The chancellor called the investment “a huge commitment to overhauling the physical transportation infrastructure of our nation”, and he’s right. The new railway link in the South East between Oxford, Milton Keynes and Bedford is set to create an estimated 12,000 new jobs, providing massive growth potential for the region. The key detail perhaps overlooked, however, was that the additional £20bn of that £25bn investment will be private and from two groups of British pension funds.

We need to be bold in designing infrastructure models that are companies, not public-private partnership quangos or PFIs. For too long large parts of the country have relied on central government to fund or co-fund their infrastructure in a form of dependency every bit as corrosive as welfare. Why don’t we use this new focus on infrastructure as a springboard to create new models of investment? Across the board we need to be looking at how we can make the public sector more entrepreneurial and sweating UK PLC assets. Nowhere is this more relevant than in rail. The present fragmentation of network and operating companies is preventing investment and innovation.

I believe we should be looking at new models such as creating major regional rail companies with long-term franchises and the ownership of the land corridor and duty and powers to develop them, to raise the revenue to fund them. We need truly radical ideas to get us out of our funding rut.

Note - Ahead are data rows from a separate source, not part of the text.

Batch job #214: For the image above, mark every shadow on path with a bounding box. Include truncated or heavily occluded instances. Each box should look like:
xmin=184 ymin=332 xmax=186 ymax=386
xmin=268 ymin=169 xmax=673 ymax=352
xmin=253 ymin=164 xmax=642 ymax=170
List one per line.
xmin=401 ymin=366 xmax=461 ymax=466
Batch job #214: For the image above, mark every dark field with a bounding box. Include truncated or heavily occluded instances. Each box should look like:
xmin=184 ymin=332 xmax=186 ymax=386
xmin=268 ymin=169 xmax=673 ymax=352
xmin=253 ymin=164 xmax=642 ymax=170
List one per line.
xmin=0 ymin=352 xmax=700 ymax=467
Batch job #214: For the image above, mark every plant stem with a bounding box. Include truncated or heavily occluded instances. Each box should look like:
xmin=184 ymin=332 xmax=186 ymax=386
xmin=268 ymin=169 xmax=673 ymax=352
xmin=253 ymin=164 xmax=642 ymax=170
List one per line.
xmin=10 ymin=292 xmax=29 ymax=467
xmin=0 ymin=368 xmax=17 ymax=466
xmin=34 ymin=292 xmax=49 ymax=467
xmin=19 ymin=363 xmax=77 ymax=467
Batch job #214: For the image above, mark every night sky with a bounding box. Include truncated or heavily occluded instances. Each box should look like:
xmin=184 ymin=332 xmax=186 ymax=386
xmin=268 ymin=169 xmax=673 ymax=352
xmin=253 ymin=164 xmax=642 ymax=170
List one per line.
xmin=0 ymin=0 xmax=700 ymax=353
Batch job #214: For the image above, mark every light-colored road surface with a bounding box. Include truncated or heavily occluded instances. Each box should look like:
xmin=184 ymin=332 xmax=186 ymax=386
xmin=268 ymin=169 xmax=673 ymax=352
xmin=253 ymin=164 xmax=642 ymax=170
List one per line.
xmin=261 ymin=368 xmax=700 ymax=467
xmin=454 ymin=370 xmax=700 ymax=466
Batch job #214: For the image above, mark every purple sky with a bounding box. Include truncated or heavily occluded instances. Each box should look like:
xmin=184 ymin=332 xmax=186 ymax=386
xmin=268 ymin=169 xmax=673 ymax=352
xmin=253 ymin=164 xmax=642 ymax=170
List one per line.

An option could be to create a building society and give it the power to raise an Infrastructure Investment Bond to raise and invest the private sector billions we need for new high quality housing spread around a network of fast rail, road and broadband links. Here’s how it could work:

l Reintegrate the rail track and train operating businesses, grant the building society a 20-year franchise to run an integrated rail network, conditional upon commitment to a long-term housing and infrastructure investment programme along the rail network.

l Grant the new vehicle special development rights along the rail corridor, with generous compulsory purchase and compensation as they have in France.

l Empower the vehicle to issue a 5 per cent coupon to investors, perhaps government-backed.

l Encourage a wide range of individual, corporate and pension fund investors.

l Allow local authorities in the region to be shareholders with a stake in the wider regional infrastructure vision.

l Structure the vehicle so that it is led by a regional figurehead, is accountable to its regional shareholders and local councils.

We need to rebalance the economy, unlock the potential of our regions, and stop them from being let down by woeful transport and communications infrastructure. Look at Japan, where investment in high-speed railways, highways, subways, airports, ports and dams, when combined with a collaborative government and business role in trade and industry, resulted in a golden age where nominal GDP soared from just over $91bn in 1965 to $1.065 trillion in 1980.

The UK has the talent and technology to lead the way in exciting new export markets, and as the chancellor confirmed by his funding commitment, we need an infrastructure engine to get us moving.

The key for private investors will be to create vehicles capable of putting their investment to work.

We need to free the public sector and local government and allow them, through frameworks such as rail bonds, to create major sustainable businesses of FTSE 100 standing that are capable of raising finance in the capital markets to invest in UK infrastructure and growth.

George Freeman was elected Tory member of parliament for Mid-Norfolk after a 15 year career in technology venture capital. He is the PPS to the minister of state for climate change and was appointed as life sciences adviser to the government in the summer of 2011.